While shed hunting doesn’t require a bunch of specialized gear, it’s wise to take a GPS with you. Shead says it’s easy to get turned around when you’re just focusing on the ground beneath you and wandering off-trail. A decent pair of binoculars can also help you catch a glimpse of half-hidden sheds poking through snow, and a solid pair of boots will preserve your feet as you log miles and miles on the hunt. 

Image by Chris Upson

You might also consider training your dog to sniff out antlers to boost your trophy count by up to 50% — something Shead covers in his book. 

Finally, keep your expectations in check. Even if you get permission to shed hunt on private land where competition isn’t stiff, sheds can be hard to come by and even tougher to spot.

Time it right 

Region, weather and habitat conditions can all affect when any particular buck’s antlers will fall off. While deer typically lose their antlers anytime between January and April, the majority of them drop between February and March. 

Shead says he generally prefers to wait until March to shed hunt, when the woods are easier to navigate and the majority of bucks are running around without antlers.  

“I’d much rather shed hunt in the spring after the snow melts than be out there constantly walking through knee-deep snow,” he says. 

Sure, you might leave some of the easy-to-find sheds for others who hit the backcountry earlier in the year, but you’ve still got a chance at finding some in the remote areas farther off the beaten path. 

When he’s shed hunting highly trafficked areas on public land, though, he’ll often adjust his strategy and go out early and often to beat the competition.  

Look for the signs

Shead says understanding some basics about deer behavior beforehand will you help you dial in on the areas where you’re most likely to find sheds.   

During the cold-weather months when antlers could drop at any time, deer hunker down in “wintering areas.” They’re conserving energy, seeking refuge from the snow and sticking close to food sources.
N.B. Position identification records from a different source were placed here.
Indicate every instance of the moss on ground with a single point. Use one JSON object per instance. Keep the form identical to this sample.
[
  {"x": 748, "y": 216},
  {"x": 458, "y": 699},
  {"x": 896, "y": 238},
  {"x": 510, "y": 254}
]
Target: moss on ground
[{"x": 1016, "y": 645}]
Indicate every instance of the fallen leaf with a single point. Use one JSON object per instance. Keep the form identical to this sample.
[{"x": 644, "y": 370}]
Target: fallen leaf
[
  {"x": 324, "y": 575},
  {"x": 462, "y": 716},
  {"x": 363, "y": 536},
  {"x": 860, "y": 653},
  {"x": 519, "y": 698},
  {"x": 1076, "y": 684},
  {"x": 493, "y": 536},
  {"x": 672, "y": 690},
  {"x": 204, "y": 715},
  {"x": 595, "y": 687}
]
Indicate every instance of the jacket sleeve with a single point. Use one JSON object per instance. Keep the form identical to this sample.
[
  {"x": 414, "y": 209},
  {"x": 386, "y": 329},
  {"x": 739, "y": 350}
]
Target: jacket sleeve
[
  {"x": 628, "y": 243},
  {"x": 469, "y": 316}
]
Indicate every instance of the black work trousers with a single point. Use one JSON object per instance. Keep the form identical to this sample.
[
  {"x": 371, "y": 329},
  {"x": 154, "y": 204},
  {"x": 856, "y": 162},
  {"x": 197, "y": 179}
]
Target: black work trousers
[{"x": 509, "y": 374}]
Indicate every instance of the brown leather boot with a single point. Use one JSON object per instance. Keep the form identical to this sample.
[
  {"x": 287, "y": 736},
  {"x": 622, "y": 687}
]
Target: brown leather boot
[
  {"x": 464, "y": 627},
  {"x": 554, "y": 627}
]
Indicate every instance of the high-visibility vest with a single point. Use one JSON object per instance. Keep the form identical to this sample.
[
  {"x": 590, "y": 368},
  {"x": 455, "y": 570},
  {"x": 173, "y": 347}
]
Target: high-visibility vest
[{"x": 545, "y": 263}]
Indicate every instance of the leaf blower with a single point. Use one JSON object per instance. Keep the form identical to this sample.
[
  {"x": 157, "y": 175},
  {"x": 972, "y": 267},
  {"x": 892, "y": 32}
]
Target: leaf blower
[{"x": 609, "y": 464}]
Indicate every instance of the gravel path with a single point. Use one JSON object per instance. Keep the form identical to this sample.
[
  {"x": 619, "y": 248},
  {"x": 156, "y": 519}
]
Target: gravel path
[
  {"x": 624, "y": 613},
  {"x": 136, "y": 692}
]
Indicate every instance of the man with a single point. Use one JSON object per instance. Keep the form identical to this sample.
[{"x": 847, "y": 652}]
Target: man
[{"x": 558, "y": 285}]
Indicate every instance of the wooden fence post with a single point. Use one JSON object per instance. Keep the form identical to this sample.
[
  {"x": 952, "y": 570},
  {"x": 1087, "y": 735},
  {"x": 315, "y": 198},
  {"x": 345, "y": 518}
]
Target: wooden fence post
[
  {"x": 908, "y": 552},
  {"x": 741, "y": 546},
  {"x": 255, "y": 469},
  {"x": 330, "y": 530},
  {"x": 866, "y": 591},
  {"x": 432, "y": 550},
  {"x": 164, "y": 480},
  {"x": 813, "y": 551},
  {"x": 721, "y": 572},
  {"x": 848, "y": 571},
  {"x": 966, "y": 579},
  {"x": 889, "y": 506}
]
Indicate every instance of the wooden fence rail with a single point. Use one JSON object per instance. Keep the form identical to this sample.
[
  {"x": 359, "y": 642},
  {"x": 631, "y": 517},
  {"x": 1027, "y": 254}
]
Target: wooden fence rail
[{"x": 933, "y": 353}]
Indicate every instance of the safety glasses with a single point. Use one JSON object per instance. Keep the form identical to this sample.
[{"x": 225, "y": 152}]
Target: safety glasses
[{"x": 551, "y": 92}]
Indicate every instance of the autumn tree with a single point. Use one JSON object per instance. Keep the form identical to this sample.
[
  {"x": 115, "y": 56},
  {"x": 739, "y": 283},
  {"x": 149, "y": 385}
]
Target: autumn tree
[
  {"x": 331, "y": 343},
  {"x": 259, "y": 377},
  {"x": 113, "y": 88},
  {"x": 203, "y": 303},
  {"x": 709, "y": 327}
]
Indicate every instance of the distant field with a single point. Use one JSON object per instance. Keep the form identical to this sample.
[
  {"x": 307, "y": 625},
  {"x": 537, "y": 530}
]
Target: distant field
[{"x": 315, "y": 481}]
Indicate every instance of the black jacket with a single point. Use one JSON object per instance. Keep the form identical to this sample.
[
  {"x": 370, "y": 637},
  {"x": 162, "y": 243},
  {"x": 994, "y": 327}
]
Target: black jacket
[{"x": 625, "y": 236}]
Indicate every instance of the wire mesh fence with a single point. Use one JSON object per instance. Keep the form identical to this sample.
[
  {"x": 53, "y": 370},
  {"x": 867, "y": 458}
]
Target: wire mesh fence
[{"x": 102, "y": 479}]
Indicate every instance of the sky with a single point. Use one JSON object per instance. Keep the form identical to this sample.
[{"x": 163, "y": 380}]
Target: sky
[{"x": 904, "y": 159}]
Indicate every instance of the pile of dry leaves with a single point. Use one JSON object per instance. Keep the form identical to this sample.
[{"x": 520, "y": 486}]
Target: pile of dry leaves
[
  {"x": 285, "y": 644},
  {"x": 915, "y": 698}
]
So Shead concentrates on areas where thick ground cover is adjacent to agricultural fields, food plots, leftover acorns or woody browse.  

Image by Damiean Kudzak

The trails or travel routes between these two areas can also produce sheds as well as anywhere deer have to jump to clear an obstacle. The impact of landing after crossing a creek, ditch or fence can easily knock an antler loose.   

While you could just mosey around hoping to stumble upon a shed, Shead says moving slowly and intentionally is key to scoring these easy-to-miss treasures. 

Sometimes bucks will shed one antler immediately after the other, and other times a week or so will pass before the second one falls. Matching sets, especially from a large or unique buck, are prized finds but can be notoriously difficult to get your hands on. 

“You really have to look hard because if you find an antler and the match was 200 yards away and you missed it, the next thing you know, you’re a half a mile away looking for something that was right there,” he says. “So you really need to be thorough if you’re going to put in the effort to match up a set.”

The more you go, the more you learn—and the better you’ll understand what types of deer sign and habitat to look for. 

“It’s really rewarding when you can go out with your friends and say, ‘If they’re in this area, there’s probably a shed under this tree.’ And one time out of a hundred, you’ll get it right,” he says. “But when you do, they’ll really think you know your stuff.”